# German equivillent of France Passion



## 88797 (May 9, 2005)

Im sure Ive seen this somewhere but cant for the life of me find it!!!!!!! but does anyone know if there is a german equivilant of the France Passion scheme?? Were off in September for 2 weeks and enjoyed the France Passion when we did it last year.

cheers in advance.

A


----------



## lindybell (Jun 9, 2007)

HI

I know there is an Italian equivalent of the French Passion scheme, but I have never heard of a German one. In Germany you get Stellplatz which is the equivalent of the French Aire scheme. Hope that helps

Linda


----------



## SidT (May 9, 2005)

I am sure "Boff" will know but he may be touring.
Cheers Sid


----------



## Boff (May 10, 2005)

SidT said:


> I am sure "Boff" will know but he may be touring.


No, I am back. 8)

There is no direct equivalent to France Passion in Germany. And I don't know why.

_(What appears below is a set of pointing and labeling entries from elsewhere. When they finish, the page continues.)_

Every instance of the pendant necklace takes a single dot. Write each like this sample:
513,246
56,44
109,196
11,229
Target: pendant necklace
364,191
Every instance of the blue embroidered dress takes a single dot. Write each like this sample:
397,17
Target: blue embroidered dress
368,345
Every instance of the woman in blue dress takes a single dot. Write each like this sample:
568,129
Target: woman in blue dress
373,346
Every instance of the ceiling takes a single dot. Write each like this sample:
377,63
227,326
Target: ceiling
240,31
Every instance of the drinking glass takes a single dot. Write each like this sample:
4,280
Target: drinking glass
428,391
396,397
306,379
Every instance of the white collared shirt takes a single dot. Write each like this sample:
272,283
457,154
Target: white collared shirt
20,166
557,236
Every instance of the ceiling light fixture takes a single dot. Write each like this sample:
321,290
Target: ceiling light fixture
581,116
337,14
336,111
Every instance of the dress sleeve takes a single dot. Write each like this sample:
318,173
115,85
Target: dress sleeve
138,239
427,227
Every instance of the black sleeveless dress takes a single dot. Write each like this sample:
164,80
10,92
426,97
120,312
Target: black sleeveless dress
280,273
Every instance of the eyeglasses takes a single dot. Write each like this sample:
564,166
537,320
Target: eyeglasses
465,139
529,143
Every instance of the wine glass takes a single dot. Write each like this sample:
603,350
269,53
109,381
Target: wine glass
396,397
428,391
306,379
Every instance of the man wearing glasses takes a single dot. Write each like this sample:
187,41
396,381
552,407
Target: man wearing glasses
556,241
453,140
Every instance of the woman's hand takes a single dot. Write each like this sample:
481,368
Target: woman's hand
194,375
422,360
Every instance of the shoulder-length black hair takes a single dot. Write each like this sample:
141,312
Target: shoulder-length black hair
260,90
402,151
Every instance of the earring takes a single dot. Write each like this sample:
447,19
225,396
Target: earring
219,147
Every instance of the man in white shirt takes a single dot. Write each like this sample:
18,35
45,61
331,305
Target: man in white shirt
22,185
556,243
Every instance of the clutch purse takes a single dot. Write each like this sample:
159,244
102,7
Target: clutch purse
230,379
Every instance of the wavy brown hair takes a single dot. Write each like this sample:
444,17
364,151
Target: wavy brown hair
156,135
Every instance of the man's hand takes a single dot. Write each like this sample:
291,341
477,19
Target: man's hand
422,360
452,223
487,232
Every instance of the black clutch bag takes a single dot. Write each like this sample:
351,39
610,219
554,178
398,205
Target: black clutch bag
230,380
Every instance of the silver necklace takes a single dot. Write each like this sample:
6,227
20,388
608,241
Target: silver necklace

However, if you look through the "Bordatlas", German motorhomer's "Bible" :wink: , then you find quite a lot of "Stellplatz" sites at farms and vineyards. Unlike France Passion there is however no annual subscription, but you rather pay directly to the site owner like on an ordinary camp site. Though in many cases this will be refunded if you buy their products.

Best Regards,
Gerhard


----------



## 88797 (May 9, 2005)

cheers boff, much apprciated. Were off in september and its always nice to know there are options like that away from the madding crowd.

cheers again

A


----------